夏の思い出

昔のことを思い出して、しみじみするのが嫌いだ。昔大好きのノスタルジー男の弟は言うに及ばず、妹からも「えー?懐かしくないの?」と呆れられるが、

歴史研究も、古い時代のノンフィクションとか日記とか大好きで、娘から、歴史的事実を「見てきたように」語ると言われるくせに、自分の思い出は、どうも楽しくない。

 

それでもだんだん年をとって、ふっと感慨にふけることは増えてきた。

 

そういうわけで、夏の思い出だ。母の実家は戦前から大井町で、親族も芝だったり、溝の口だったりするし、新潟県村上市出身の父も、祖父が船乗りだったので、終戦時には天津にいて引き上げで帰ってきたので、田舎の実家はない。村上の親戚もみんな都会に出てきたり、行方がわからなかったりで、もう本当に墓があるだけになってしまっている。

 田舎がない子どもではあったけど、脳卒中で倒れた祖父が温暖な土地での療養を勧められて真鶴に小さな別荘を建てて暮らしていたので、夏は決まってそこだった。

 

斜面を降りていくと小さな石だらけの浜があって、夏は猟師のオジさんがタイヤ浮き輪と貸しボートをしてたので、一応海水浴場だ。おじさんの商売が成り立つぐらいには客もいたはずだが、記憶の中ではいつもしんとしていて人気が無い。

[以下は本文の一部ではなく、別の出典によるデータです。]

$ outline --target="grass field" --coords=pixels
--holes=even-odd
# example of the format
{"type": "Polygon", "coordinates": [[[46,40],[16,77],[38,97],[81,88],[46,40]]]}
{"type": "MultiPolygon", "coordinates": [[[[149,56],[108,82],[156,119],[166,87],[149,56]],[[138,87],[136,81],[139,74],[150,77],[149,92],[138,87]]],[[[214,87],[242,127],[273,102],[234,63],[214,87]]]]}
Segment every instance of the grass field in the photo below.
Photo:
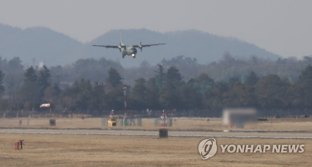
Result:
{"type": "MultiPolygon", "coordinates": [[[[107,123],[105,121],[105,126],[101,126],[101,119],[100,118],[88,118],[82,119],[79,118],[55,118],[56,126],[50,127],[48,118],[0,118],[0,127],[24,128],[107,128],[107,123]],[[30,120],[29,125],[27,125],[27,120],[30,120]],[[19,124],[19,120],[22,122],[19,124]]],[[[222,125],[221,119],[208,118],[192,120],[188,119],[174,119],[173,126],[168,127],[173,129],[204,130],[229,130],[236,129],[234,127],[229,128],[222,125]]],[[[259,129],[269,130],[305,131],[312,132],[312,118],[269,118],[269,121],[258,122],[255,123],[246,124],[243,129],[259,129]]],[[[107,120],[107,119],[105,120],[107,120]]],[[[121,127],[120,119],[118,120],[116,127],[112,128],[125,129],[157,129],[159,127],[154,126],[154,119],[143,119],[142,126],[136,126],[121,127]]],[[[160,121],[158,120],[158,125],[160,121]]]]}
{"type": "Polygon", "coordinates": [[[310,140],[216,138],[217,154],[201,159],[200,138],[0,134],[0,166],[282,166],[312,165],[310,140]],[[26,146],[14,150],[21,139],[26,146]],[[220,144],[305,145],[301,153],[222,153],[220,144]]]}

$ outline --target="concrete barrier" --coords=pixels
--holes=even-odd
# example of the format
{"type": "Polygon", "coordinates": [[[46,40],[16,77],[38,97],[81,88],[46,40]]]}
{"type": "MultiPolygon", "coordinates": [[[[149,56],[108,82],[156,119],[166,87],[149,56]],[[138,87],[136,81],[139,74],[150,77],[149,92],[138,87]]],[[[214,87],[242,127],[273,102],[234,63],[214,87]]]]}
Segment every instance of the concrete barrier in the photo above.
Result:
{"type": "Polygon", "coordinates": [[[56,125],[56,122],[55,119],[51,119],[49,120],[50,126],[55,126],[56,125]]]}
{"type": "Polygon", "coordinates": [[[168,129],[159,129],[159,138],[168,138],[168,129]]]}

 昭和の親は、浮き輪を持っていくから大丈夫と言えば、子どもだけで泳ぎに行くのも止められることはなかったが(今考えるととんでもないが)なぜかいつもお盆過ぎにいくことになるので、クラゲが多くて往生した。結局、煩いくらいのツクツクホウシを聞きながら、宿題の残りをしていた記憶、耳を腫らして熱が出て遠くの耳鼻科に連れて行ってもらって、氷で冷やしながら寝ていた思い出ばりだったりする。

 いまはもう無い場所なので、しみじみとすると言えばしみじみとする。自由研究が間に合いそうになくて、海岸に流れ着いた海藻の標本を作ったっけ。ホンダワラが多かったけどあれは提出するときにちょっと自慢だった。今ならもっと面白いものを発見できたはずなんだが、当時住んでた地元に図書館もなくて、今なら知ってるようなことも全く知らなかったので、しかたない。

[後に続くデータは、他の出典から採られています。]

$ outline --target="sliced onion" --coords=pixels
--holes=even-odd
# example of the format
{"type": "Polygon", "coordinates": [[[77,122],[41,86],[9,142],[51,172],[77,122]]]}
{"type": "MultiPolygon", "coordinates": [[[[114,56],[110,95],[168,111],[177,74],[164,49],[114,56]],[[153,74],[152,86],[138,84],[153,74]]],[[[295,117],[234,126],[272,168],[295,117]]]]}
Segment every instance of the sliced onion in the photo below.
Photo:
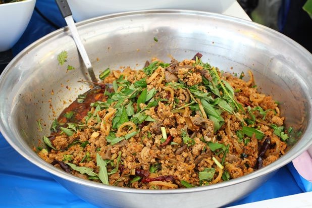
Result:
{"type": "Polygon", "coordinates": [[[186,125],[188,127],[189,129],[192,131],[196,131],[198,129],[199,129],[199,127],[197,126],[195,126],[193,122],[192,122],[192,120],[190,117],[184,117],[184,120],[185,120],[185,123],[186,123],[186,125]]]}

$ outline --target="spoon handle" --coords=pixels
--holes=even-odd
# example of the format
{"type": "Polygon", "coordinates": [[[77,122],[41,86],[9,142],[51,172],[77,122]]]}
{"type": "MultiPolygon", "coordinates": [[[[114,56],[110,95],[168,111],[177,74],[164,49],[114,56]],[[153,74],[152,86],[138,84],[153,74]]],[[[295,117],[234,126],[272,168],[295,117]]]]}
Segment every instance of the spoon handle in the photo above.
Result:
{"type": "Polygon", "coordinates": [[[63,17],[64,18],[68,16],[72,15],[72,11],[70,10],[67,1],[66,0],[55,0],[59,9],[62,13],[63,17]]]}
{"type": "Polygon", "coordinates": [[[97,83],[97,79],[94,74],[94,72],[93,71],[92,65],[91,65],[91,62],[90,62],[90,60],[88,57],[87,51],[83,46],[80,37],[79,36],[78,31],[77,30],[77,28],[75,25],[75,22],[73,19],[73,17],[72,16],[72,12],[70,10],[69,6],[68,6],[67,1],[55,0],[55,1],[59,7],[59,9],[61,11],[62,15],[65,19],[65,21],[67,24],[67,26],[68,26],[69,30],[72,33],[72,36],[75,41],[76,46],[80,54],[80,56],[82,58],[84,65],[88,70],[88,73],[89,73],[89,75],[90,76],[92,81],[94,83],[97,83]]]}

そういえば、熱海の花火大会を遠くから見たのは楽しかった。「良い子」だったので、クラゲが出ない早い時期に行きたい、また花火が見たいと思っても、心の中で願うだけだった。それが思い出が楽しくない理由かもしれない。

 

ときどきはこの寂しくて不器用な子と時間を共有するべきなのかもしれない。